If you don’t know The Suffers yet, be warned—the days when you can say “I knew them before they were big” are numbered. The second album of the eight-member “Gulf Coast Soul” band, Everything Here, leaves little doubt that they are the best group to come out of Houston in recent memory. Not only that, they have defied conventional wisdom by breaking onto the national (and international) scene without relocating to New York or LA and have remained stalwart ambassadors for their hometown. And in many ways, Everything Here is the perfect musical expression of the Bayou City—it’s eclectic without being aimless, sincere without taking itself too seriously. It captures the highs and lows of living in a city where people keep on keepin’ on, rain or shine (ok, rain), but never forget the things that really matter.
The album kicks off with the first of several interludes, this one a “Headnod to Houston” featuring Paul Wall, which sets an easy, soulful tone that persists throughout. The first full track, “I Think I Love You” is a sizzling confessional that wastes no time in showing off lead singer Kam Franklin’s powerhouse vocals as she wails through the chorus backed by the band’s signature horns.
“Do Whatever” is a bouncy and boisterous number that, more than any other song on the album, showcases The Suffers’ ability to conjure an involuntary smile from even the most cynical of listeners. It starts with kids proclaiming, “It ain’t gotta be a weekend to find that joy that you’re seekin’,” and builds to an exuberant instrumental jam session that proves that playful maxim true.
In “The One About Sace,” Franklin recounts a personal conversation with such specificity one can only assume she actually did have a first date with a guy who likes Nas but also quotes Friends.
“After the Storm” beautifully captures the longing for human connection that all Houstonians felt after Harvey.
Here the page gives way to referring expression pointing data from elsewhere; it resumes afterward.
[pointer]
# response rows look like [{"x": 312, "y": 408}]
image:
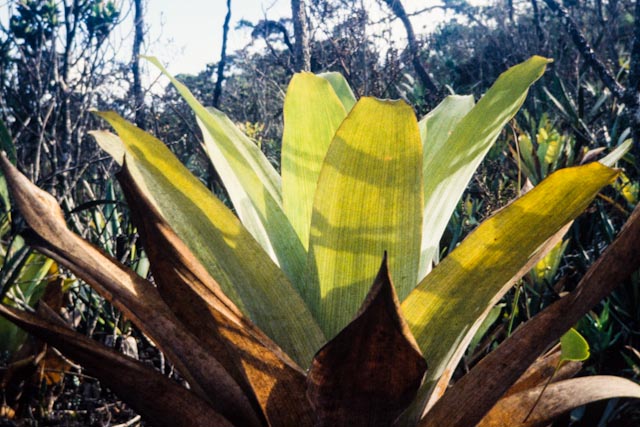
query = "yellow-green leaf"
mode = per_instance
[
  {"x": 342, "y": 89},
  {"x": 435, "y": 130},
  {"x": 574, "y": 348},
  {"x": 452, "y": 165},
  {"x": 447, "y": 303},
  {"x": 368, "y": 200},
  {"x": 252, "y": 183},
  {"x": 312, "y": 114},
  {"x": 215, "y": 236}
]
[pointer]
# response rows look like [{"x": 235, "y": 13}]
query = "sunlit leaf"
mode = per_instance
[
  {"x": 341, "y": 88},
  {"x": 618, "y": 261},
  {"x": 574, "y": 347},
  {"x": 251, "y": 181},
  {"x": 257, "y": 364},
  {"x": 612, "y": 158},
  {"x": 369, "y": 200},
  {"x": 370, "y": 372},
  {"x": 312, "y": 114},
  {"x": 216, "y": 237},
  {"x": 446, "y": 305},
  {"x": 452, "y": 165}
]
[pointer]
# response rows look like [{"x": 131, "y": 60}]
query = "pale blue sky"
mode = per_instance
[{"x": 187, "y": 34}]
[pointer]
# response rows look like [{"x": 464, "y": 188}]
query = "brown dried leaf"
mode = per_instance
[
  {"x": 370, "y": 372},
  {"x": 160, "y": 400},
  {"x": 544, "y": 368},
  {"x": 195, "y": 297},
  {"x": 501, "y": 368},
  {"x": 135, "y": 297},
  {"x": 557, "y": 399}
]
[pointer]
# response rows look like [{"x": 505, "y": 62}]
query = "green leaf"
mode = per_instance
[
  {"x": 253, "y": 184},
  {"x": 312, "y": 114},
  {"x": 368, "y": 200},
  {"x": 452, "y": 165},
  {"x": 612, "y": 158},
  {"x": 444, "y": 307},
  {"x": 217, "y": 238},
  {"x": 573, "y": 347},
  {"x": 435, "y": 129},
  {"x": 342, "y": 89}
]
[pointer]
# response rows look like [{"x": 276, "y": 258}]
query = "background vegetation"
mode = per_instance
[{"x": 58, "y": 60}]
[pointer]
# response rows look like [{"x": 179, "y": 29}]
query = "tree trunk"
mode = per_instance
[
  {"x": 217, "y": 91},
  {"x": 302, "y": 53},
  {"x": 398, "y": 9},
  {"x": 138, "y": 39}
]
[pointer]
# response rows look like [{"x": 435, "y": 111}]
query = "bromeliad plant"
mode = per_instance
[{"x": 271, "y": 316}]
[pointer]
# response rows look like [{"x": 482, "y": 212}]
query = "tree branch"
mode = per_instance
[
  {"x": 585, "y": 49},
  {"x": 302, "y": 53},
  {"x": 398, "y": 9},
  {"x": 217, "y": 91}
]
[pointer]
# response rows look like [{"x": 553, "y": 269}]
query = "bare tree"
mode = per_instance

The song conveys a keen sense of catharsis as it breathes and smells with the simple refrain, “I wanna see you, I wanna see you, I wanna see you after the storm.”
“What You Said” is a disco-funk exploration of the simple truth at the center of many-a-lovers’ quarrels: “It’s not what you said it’s how you said it; it’s not what you did, it’s how you did it.”
The mothers of each of the band members sweetly introduce themselves in “A Word From Our Mammas,” which preludes “Mammas,” the musical equivalent of Valentine’s Day candy hearts. A tribute to the one who “loved you before you even had your name,” this track implores listeners to call their mothers, asking, “Do you know how loved you are?” The blissful piano vamps keep the song grooving along cooly. Despite its treacly premise, it’s a highlight of the album.
The sincerity of “Mammas” is immediately countered by the absurdity of “Bernard’s Interlude,” in which Bun B cheekily dubs himself a “practitioner of interludes” and then proceeds to give a master class in just that.
The album concludes with “Won’t Be Here Tomorrow,” a rousing gospel anthem that has Franklin yearning to the rafters, backed by strings, a choir, and the works. It’s hard not to overuse the word “soulful” when talking about The Suffers, but sometimes, there is no more appropriate adjective. The song is a big fat exclamation point at the end of a masterful album.